KÖPRÜLÜ 1941’de üniversiteden ayrılıyor, bu ilim dünyamız açısından tam bir felakettir. KÖPRÜLÜ’nün üniversiteden ayrılmasıyla Ortaçağ Türk-İslam tarihi derslerini Osman TURAN hoca vermeye başlıyor. Türk-İslam kelimesini ilk kullan kişi Osman TURAN hocadır bunu burada belirtme gereği duyuyorum.

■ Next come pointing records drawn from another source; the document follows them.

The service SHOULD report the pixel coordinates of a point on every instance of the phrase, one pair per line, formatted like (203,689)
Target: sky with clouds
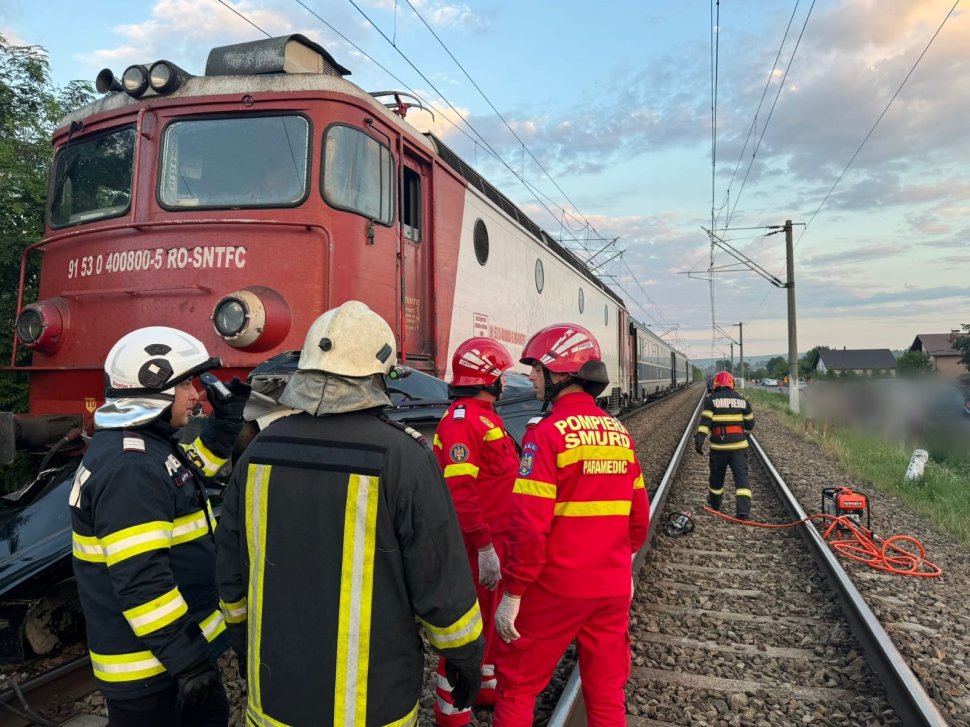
(596,118)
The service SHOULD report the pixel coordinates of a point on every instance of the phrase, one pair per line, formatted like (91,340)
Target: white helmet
(141,372)
(350,340)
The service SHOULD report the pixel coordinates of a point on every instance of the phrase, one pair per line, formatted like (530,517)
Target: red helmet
(479,361)
(561,347)
(566,348)
(722,379)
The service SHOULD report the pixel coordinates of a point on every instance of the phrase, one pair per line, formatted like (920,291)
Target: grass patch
(941,495)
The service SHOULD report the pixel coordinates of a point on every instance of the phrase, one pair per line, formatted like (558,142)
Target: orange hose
(863,546)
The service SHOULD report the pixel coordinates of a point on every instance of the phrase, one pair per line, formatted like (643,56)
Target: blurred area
(923,412)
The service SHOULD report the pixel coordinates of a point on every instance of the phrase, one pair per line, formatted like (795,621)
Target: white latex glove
(489,568)
(505,616)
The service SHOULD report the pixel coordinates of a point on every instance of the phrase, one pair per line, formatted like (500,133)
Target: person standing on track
(727,417)
(479,460)
(144,548)
(579,512)
(337,536)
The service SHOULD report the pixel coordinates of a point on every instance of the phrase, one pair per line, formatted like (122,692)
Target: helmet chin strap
(495,388)
(550,390)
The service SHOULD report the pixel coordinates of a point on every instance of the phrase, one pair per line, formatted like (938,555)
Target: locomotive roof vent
(285,54)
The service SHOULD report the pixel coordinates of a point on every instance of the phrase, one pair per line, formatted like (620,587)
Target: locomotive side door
(417,307)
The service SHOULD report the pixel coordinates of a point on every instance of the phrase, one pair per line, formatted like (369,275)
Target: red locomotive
(240,204)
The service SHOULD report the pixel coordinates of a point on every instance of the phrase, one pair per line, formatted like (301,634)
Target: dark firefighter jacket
(337,532)
(144,554)
(727,417)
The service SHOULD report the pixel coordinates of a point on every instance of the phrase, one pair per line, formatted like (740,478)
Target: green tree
(30,108)
(915,363)
(962,344)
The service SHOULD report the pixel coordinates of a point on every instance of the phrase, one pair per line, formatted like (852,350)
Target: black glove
(228,408)
(195,684)
(465,680)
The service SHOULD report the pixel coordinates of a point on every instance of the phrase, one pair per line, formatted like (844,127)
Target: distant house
(940,348)
(864,361)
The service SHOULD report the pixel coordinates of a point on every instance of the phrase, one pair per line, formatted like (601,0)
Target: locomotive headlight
(230,317)
(165,77)
(40,326)
(252,319)
(135,80)
(29,326)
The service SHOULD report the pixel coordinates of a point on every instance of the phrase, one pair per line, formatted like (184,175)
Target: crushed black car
(39,609)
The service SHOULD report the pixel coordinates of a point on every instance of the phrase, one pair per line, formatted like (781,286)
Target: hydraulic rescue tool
(842,501)
(680,523)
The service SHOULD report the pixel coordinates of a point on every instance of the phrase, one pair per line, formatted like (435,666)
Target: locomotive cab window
(411,205)
(91,179)
(250,161)
(357,173)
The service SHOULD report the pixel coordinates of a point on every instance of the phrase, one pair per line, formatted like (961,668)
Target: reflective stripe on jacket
(144,557)
(727,417)
(337,535)
(479,461)
(580,506)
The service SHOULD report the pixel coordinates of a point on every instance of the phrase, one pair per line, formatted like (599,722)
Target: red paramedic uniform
(480,461)
(579,512)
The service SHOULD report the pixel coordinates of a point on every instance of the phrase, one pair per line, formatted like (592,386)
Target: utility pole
(792,337)
(741,346)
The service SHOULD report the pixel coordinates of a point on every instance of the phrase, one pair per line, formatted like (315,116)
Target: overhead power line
(232,9)
(849,164)
(781,85)
(757,111)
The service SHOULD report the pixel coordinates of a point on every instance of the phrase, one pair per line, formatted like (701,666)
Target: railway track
(50,697)
(739,625)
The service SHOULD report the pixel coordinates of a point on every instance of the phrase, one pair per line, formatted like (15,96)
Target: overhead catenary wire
(771,111)
(492,106)
(757,112)
(866,138)
(533,190)
(588,225)
(232,9)
(871,130)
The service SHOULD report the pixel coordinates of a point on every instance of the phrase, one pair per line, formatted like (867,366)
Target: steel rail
(72,679)
(903,689)
(570,710)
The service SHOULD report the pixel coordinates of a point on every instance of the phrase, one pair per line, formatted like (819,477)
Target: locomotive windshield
(252,161)
(92,178)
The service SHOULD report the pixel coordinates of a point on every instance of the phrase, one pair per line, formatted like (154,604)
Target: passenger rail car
(241,204)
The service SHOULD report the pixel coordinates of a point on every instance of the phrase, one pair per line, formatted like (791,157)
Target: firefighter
(479,460)
(579,512)
(144,549)
(727,417)
(337,532)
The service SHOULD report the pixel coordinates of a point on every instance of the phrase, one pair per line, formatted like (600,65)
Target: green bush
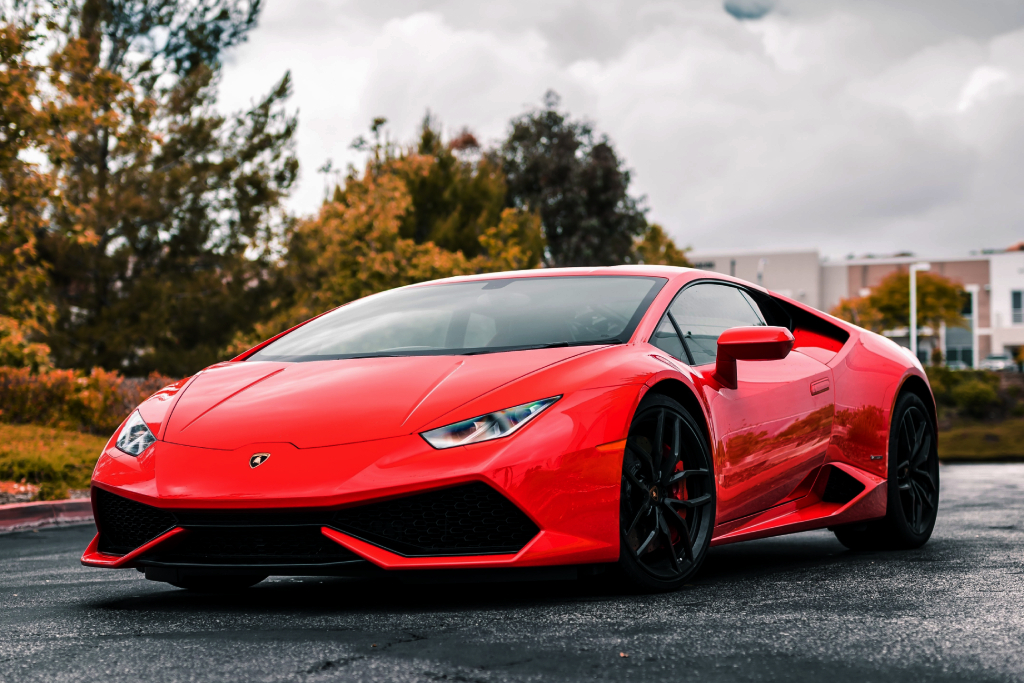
(975,397)
(71,399)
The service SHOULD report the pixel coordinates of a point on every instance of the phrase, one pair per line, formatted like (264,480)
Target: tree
(557,167)
(26,312)
(355,246)
(888,306)
(655,248)
(162,236)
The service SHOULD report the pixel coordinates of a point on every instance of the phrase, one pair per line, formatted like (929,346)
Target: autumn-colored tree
(26,312)
(354,246)
(888,306)
(162,235)
(654,247)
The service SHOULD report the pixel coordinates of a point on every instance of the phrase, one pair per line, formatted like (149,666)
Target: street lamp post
(914,267)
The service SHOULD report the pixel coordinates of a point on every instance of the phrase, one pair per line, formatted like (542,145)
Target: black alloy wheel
(912,503)
(668,496)
(915,480)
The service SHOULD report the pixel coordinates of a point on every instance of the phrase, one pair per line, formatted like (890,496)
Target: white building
(993,316)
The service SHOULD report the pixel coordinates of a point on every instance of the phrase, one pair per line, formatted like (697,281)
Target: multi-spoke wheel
(668,496)
(913,484)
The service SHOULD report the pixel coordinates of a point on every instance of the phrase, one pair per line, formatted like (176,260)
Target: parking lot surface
(794,608)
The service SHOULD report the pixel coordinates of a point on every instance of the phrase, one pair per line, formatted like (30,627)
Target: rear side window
(700,313)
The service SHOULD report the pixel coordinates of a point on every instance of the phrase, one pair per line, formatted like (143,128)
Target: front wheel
(667,509)
(913,484)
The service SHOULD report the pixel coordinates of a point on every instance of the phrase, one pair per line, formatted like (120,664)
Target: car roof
(669,271)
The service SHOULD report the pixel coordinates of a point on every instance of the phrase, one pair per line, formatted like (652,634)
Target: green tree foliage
(888,306)
(655,248)
(161,237)
(26,312)
(455,199)
(355,246)
(557,167)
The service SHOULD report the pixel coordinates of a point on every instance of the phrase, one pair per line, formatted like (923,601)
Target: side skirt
(827,503)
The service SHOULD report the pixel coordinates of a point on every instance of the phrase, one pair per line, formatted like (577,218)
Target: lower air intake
(124,524)
(472,519)
(251,546)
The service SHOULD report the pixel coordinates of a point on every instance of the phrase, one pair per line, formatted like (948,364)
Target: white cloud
(848,126)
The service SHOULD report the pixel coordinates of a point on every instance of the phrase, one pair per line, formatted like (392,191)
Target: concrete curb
(17,516)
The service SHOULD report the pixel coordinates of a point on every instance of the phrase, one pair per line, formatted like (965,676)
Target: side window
(702,313)
(666,339)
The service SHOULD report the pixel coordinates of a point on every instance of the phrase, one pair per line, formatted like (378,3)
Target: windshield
(479,316)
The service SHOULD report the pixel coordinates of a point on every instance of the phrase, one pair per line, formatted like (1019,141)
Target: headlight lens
(486,427)
(135,436)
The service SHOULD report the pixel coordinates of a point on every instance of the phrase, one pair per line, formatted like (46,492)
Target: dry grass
(54,459)
(981,441)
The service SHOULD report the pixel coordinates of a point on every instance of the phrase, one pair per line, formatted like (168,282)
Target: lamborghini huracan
(577,421)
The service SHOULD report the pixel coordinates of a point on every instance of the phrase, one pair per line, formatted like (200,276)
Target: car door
(774,427)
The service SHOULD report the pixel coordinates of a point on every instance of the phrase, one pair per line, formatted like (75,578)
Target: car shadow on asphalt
(770,558)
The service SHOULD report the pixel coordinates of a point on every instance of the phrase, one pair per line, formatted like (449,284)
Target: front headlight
(135,437)
(486,427)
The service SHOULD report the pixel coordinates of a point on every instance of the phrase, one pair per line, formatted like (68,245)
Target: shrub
(52,459)
(975,397)
(71,399)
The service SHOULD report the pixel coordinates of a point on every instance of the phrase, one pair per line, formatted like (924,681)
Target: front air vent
(472,519)
(251,546)
(841,487)
(124,524)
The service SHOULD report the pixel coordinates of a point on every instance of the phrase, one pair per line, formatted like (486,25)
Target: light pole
(973,290)
(914,267)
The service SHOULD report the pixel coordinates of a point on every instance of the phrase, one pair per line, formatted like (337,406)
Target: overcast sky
(847,126)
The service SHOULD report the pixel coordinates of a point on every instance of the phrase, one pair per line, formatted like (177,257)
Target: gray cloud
(850,126)
(748,9)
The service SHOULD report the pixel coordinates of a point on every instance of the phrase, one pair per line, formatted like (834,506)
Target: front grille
(473,519)
(124,524)
(252,545)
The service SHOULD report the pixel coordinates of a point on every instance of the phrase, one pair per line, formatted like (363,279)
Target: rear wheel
(668,497)
(913,484)
(216,583)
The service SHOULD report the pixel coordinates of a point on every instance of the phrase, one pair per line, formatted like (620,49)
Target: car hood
(332,402)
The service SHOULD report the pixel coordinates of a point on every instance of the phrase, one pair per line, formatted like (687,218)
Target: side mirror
(761,343)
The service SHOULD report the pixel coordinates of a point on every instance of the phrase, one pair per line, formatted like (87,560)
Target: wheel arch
(678,391)
(915,385)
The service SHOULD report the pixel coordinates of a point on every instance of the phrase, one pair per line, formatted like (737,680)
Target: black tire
(667,506)
(216,583)
(913,484)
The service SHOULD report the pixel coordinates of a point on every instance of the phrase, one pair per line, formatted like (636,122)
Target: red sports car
(566,420)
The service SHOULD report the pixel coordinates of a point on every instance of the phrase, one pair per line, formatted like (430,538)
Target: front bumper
(560,475)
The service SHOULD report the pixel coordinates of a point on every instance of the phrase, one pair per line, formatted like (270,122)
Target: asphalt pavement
(794,608)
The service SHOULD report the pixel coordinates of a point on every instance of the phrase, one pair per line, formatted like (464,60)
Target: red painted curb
(46,513)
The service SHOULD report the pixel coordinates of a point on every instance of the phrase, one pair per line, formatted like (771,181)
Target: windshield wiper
(530,347)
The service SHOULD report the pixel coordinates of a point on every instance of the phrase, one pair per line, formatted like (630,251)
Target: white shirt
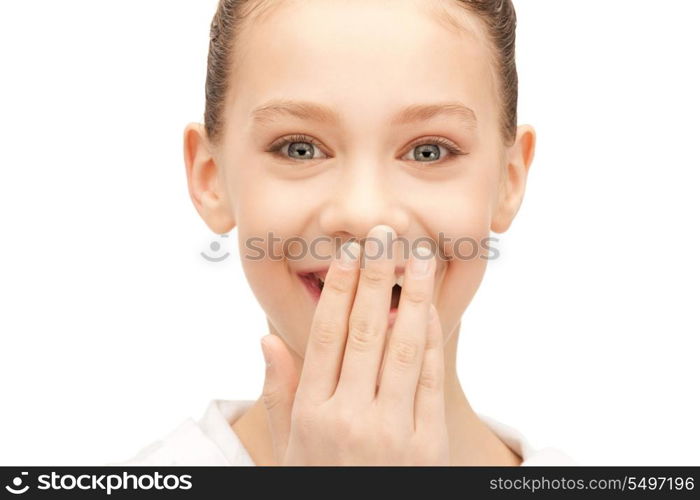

KÖPRÜLÜ’nün üniversiteden ayrılması Milli Eğitim Bakanlığı’nın hocalara vekillik ya da hocalığı seçmesini istemelerinden dolayıdır. KÖPRÜLÜ siyaseti seçiyor. Hasan ALİ YÜCEL bir yazısında siyaseti bırakıp hocalığı tercih eden tek bir insan çıkmadı diyor. Günümüzde de bunun tezahürlerini görüyoruz.

Osman TURAN hoca 1943’te Doçent oluyor. 1944’te Türkiye’de sol faaliyetler artınca hoca gafletten uyanalım isimli bir risale yayınlıyor. Hüseyin Nihal ATSIZ’ı odasında misafir ettiği için açığa alınıyor. Memduh Şevket ESENDAL ve Prof. Dr. Tahsin BANGUOĞLU’NUN araya girmesiyle görevine iade ediliyor. 1948’te doçentken Türk Tarih Kurumu’nun 66 numaralı üyesi oluyor. Belleten’de yayınladığı yazılar tarihçiliğimizde öncüleri ve örnekleri olmayan eserlerdir.1972’de Türk Tarih Kurumundan Haysiyet Divanı karırı ile üyelikten çıkarılıyor.
5 Mart 1951’de Profesör olmuştur. 1954’te siyasete girmiş lakin ilimden hiç bir zaman kopmamış araştırmalarına ve çalışmalarına devam etmiştir. 1956’da II. Abdulhamid’in torunu Satıa Hanım Sultan ile evleniyor.

27 Mayıs’tan sonra 16 ay Yassıada’da hapis yatıyor. Hayatının en önemli eserlerini cezaevinden çıktıktan sonra yazmıştır. Üniversiteden maaş almasına rağmen ders verememiştir. 1965’te tekrar vekil olmuş ve Adalet Parti’sinde Genel Başkan Yardımcılığı yapmıştır. Partiyi tenkit etmesinden dolayı partiden ihraç edilmiştir. Hayatının 10 senesi siyasette olmasına rağmen bu süre ilmi çalışmalarına mani olmamıştır.

Ölümünden sonra basılan eserleri itinasız basılmış ekleme ve çıkarmalar yapılmıştır.

Türk Ocağındaki hizmetleri çok önemlidir. Onun zamanında ocak en feyizli en güzel dönemini yaşamıştır. Hamdullah Suphi’ye rağmen Genel Başkan seçilmiştir. Onun zamanında Türk Yurdu Dergisi ilim ve irfan dergisi olmuştur. Türkiye Selçukluları tarihini istisnasız bir numarasıdır.

Hiçbir zaman silaha karşı eğilmemiştir. Yassıada da kendisine tokat atan subaya o iki tokat atmıştır. Hoca çok sağlam bir karaktere ve şahsiyete sahiptir. Bu yönüyle herkesin beğenisini ve takdirini kazanmıştır.

“Ehli hünerin kadrini bilmekte hünerdir”.
Eserlerinden önce kendisini tanımak birinci önceliğimiz olmalıdır.